The Pentagon on Wednesday ordered Oshkosh [OSK] to cease work on the Joint Light Tactical Vehicle (JLTV), pending a protest by losing competitor Lockheed Martin [LMT].

Oshkosh on Aug. 24 won an initial $6.7 billion contract for low-rate initial production of the JLTV, besting incumbent Humvee manufacturer AM General and Lockheed Martin. The full program for more than 55,000 trucks is worth an estimated $30 billion.

JLTV Photo: Oshkosh Defense
Photo: Oshkosh Defense

Oshkosh’s light combat tactical all-terrain vehicle (L-ATV) beats out incumbent Humvee manufacturer AM General and a Lockheed Martin-BAE Systems team for the enormous contract to build the first 17,000 of more than 55,000 JLTVs for the Army and Marine Corps.

Lockheed Martin earlier this week filed a protest with the Government Accountability Office (GAO), which will file a report on the protest within 30 days (Defense Daily, Sept. 9) . Lockheed Martin then will have another 10 days to argue why its JLTV candidate was the better vehicle and a better value for the Defense Department. The GAO must issue a decision on the protest within 100 days of a protest being filed, which would be around Dec. 18, though it could either uphold or dismiss Lockheed Martin’s protest any time before that date.

Contracting officers are required to halt work on a contract after being notified of a protest to the GAO, an Army spokesman said in a statement.

“The JLTV program office has been notified by GAO of a filed protest, and a stay of contract performance has been issued,” the Army said. “The program will continue to fully comply with applicable regulations, and we remain confident that the JLTV program is well positioned to provide our soldiers and Marines a substantial capability improvement while remaining affordable for America’s taxpayers.”

By request, all three JLTV competitors were briefed on the performance of their vehicles following the contract award. AM General decided it would forego a protest and instead focus on maintaining and modernizing the Army and Marine Corps’ remaining Humvees, which number more than 160,000. The company almost immediately was rewarded with a $428 million contract to build ambulance-configured Humvees for the Army.
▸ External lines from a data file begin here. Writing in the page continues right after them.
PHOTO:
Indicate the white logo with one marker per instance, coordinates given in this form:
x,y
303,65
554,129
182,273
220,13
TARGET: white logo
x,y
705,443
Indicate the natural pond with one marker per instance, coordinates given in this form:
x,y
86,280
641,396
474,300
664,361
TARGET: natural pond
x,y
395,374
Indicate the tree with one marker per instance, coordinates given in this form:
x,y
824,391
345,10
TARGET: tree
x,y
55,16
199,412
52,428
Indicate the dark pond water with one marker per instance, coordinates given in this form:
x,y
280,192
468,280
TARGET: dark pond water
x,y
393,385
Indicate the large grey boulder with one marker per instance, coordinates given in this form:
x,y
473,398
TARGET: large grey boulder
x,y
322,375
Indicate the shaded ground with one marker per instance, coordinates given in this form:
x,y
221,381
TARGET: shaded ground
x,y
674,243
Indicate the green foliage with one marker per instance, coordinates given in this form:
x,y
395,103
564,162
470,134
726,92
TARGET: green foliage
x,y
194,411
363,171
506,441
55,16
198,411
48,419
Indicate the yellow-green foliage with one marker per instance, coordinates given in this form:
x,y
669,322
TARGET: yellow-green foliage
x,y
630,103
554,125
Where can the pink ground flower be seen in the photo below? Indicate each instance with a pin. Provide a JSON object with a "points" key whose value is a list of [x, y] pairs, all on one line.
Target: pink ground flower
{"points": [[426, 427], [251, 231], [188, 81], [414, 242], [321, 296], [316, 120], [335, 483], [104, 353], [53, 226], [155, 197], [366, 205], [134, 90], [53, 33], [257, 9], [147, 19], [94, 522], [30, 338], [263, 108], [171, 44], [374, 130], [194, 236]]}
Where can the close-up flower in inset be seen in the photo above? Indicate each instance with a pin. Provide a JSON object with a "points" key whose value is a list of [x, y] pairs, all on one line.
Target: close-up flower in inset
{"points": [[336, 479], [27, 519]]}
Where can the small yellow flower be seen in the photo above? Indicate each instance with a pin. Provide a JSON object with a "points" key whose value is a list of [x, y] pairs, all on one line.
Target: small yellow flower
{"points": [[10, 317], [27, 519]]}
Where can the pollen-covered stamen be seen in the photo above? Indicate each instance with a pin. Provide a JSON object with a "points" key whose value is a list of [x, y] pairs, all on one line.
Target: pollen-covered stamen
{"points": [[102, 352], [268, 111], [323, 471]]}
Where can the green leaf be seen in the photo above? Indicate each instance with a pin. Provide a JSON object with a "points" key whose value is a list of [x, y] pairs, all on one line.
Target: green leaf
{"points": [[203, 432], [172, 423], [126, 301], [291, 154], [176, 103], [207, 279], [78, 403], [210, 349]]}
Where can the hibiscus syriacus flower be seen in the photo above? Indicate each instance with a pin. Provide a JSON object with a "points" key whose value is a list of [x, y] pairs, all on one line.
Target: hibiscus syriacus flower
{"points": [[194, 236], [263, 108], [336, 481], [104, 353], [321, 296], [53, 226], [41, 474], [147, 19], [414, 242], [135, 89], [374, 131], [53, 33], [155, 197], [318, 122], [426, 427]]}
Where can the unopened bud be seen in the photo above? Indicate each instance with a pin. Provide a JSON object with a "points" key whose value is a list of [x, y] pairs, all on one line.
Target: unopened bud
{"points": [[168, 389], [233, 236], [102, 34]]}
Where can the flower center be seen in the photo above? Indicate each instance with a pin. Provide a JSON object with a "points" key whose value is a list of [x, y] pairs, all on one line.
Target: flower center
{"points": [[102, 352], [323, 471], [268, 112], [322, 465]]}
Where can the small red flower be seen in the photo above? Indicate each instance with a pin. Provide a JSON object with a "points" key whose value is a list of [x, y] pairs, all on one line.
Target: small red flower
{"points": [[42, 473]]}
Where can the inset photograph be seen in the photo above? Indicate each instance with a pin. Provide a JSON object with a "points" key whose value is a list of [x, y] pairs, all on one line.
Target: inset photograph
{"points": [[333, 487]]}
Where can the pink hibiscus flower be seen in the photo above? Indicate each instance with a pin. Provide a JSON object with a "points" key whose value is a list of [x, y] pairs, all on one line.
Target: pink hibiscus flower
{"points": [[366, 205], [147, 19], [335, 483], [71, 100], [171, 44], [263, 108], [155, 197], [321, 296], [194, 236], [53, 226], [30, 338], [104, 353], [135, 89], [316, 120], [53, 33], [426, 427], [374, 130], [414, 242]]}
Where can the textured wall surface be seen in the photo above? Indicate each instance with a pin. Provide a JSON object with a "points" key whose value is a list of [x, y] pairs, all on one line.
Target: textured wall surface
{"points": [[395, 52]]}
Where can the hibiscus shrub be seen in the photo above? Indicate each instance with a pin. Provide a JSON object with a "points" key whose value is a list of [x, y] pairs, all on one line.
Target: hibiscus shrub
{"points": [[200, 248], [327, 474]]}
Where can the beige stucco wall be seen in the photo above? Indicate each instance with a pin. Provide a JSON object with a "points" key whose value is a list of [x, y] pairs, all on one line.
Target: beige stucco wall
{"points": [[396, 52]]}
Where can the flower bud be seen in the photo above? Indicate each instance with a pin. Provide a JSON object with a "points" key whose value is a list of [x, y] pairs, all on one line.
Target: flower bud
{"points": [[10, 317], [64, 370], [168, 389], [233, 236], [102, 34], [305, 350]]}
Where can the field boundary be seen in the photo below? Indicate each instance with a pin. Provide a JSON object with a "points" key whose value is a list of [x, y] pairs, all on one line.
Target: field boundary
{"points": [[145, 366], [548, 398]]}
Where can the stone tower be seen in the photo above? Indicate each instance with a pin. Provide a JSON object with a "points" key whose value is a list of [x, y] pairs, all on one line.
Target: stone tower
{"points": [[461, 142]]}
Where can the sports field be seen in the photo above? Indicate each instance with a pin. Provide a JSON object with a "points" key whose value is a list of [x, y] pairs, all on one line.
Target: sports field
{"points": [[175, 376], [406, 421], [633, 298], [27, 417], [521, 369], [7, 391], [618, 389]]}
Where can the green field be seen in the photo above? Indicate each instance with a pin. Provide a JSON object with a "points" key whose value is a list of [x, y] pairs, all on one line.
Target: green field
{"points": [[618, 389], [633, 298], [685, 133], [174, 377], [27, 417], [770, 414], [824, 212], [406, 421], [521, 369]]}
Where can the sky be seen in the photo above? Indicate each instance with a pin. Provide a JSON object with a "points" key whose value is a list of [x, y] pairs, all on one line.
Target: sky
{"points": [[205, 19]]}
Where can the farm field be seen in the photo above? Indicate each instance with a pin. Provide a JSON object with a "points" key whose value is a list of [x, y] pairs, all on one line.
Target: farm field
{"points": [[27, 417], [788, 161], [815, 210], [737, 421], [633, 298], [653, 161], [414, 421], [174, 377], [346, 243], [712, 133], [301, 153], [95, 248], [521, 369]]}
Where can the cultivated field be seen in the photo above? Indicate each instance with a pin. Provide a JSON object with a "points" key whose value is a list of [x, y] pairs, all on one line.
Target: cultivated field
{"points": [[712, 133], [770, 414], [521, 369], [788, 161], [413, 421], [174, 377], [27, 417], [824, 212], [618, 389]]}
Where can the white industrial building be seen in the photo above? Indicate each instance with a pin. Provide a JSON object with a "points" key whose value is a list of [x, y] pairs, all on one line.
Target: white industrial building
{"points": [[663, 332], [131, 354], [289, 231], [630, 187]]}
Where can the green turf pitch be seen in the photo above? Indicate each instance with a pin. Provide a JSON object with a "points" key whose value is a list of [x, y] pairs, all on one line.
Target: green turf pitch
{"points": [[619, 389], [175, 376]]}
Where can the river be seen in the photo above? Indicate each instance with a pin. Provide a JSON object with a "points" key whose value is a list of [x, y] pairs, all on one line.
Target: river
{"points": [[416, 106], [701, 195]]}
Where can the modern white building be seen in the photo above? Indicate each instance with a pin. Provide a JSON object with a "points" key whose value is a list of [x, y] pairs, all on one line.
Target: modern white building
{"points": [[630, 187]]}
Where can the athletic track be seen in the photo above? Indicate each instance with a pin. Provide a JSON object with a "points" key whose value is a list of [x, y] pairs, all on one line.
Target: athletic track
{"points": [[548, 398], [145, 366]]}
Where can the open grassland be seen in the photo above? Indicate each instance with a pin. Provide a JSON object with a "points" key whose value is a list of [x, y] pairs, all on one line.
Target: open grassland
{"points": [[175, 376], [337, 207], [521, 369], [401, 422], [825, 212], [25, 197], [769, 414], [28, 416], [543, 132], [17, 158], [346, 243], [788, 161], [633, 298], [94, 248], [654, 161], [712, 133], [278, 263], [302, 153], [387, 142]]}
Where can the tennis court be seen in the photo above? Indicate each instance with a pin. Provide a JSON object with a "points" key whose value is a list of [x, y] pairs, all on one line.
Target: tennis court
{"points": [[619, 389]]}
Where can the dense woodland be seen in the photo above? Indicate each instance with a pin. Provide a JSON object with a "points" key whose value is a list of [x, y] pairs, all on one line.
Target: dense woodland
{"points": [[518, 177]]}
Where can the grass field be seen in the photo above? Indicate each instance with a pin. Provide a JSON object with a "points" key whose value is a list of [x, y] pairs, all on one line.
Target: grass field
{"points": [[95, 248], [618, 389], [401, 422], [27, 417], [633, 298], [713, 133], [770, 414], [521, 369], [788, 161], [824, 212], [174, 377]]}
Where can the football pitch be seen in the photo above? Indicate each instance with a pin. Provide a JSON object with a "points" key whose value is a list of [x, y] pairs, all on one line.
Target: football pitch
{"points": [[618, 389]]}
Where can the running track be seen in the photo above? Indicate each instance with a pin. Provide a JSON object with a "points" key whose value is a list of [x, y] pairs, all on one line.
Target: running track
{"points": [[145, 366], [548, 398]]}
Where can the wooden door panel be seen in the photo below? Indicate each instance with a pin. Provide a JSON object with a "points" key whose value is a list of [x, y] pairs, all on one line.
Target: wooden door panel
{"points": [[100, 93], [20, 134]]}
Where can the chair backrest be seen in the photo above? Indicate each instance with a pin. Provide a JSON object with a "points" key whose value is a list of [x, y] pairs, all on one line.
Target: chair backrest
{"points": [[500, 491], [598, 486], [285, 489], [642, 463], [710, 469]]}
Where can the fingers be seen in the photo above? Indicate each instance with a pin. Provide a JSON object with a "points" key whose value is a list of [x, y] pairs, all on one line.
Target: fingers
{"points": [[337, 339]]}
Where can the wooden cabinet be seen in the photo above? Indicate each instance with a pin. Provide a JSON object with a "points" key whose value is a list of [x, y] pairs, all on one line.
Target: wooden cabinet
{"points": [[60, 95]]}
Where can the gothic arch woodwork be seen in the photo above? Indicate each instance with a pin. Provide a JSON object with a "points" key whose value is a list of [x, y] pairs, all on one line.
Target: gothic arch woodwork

In the wake of Lockheed Martin’s protest and based on its own briefing on the government’s decision, Oshkosh insisted it had been fairly awarded the JLTV contract.

“The U.S. Army conducted a thorough and highly-disciplined evaluation for the JLTV production program to reach a clear conclusion:  the Oshkosh JLTV is the most capable vehicle for our troops, and the best value for the American taxpayer.  Oshkosh is honored to be chosen for this critical program,” said Oshkosh spokeswoman Jennifer Christiansen.

“Following the U.S. Army’s debrief to Oshkosh regarding the results of the evaluation, we are more confident than ever that the Department of Defense’s decision to award the JLTV contract to Oshkosh will be upheld,” she said in a statement to Defense Daily. “ Ultimately, and most importantly, our nation’s brave Soldiers and Marines will get the best vehicle to keep them safe during future missions. Our employees stand ready to begin executing this critical program to produce these life-saving vehicles for the Army and Marine Corps.”